Meng was selected to become the primary spouse and empress of Emperor Zhezong by the Empress Dowager Regent Gao, and the wedding was conducted in 1092. She came from a "literati family", was very well educated, and from her introduction to court, she was taught "wifely etiquette".
The relationship between Meng and Zhezong was not a good one, and Zhezong resented her, possible because she had been chosen for him by the Empress Dowager Regent Gao. Reportedly, he tolerated, and maybe even encouraged, his favorite, Consort Liu, to be rude to empress Meng. Her mother-in-law, Dowager Empress Xiang, however, had a very good impression of her and a good relationship with her, and took her side against Consort Liu, though she later admitted, that both Meng and Liu had a temper and were both to blame for their infected rivalry.

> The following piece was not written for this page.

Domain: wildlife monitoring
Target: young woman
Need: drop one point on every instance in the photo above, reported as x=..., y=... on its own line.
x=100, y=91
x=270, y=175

In 1096, a scandal occurred when empress Meng was accused of witchcraft. When her infant daughter became ill, the empress asked her sister for advice. Her sister brought her "talisman-water", which was used by daoist-priest to cure illness. Meng had protested because such practices were banned in the palace, but the emperor commented that it was harmless. Nonetheless, rumors of witchcraft started to surround the empress. When the baby's illness grew worse, the empress noticed "token paper money" beside the child and suspected Consort Liu of using witchcraft against her. Soon after, a nun, a eunuch, and the adoptive mother of Meng was accused of having used witchcraft to help the empress, thereby implicating her. Thirty palace women and eunuchs were tortured during the investigation. The nun and the eunuch was executed, accused of having used black magic toward Consort Liu, and the adoptive mother of Meng was executed accused of having used magic to make the emperor fall in love with the empress. Empress Meng herself was stripped from her title and sent to a Daoist nunnery.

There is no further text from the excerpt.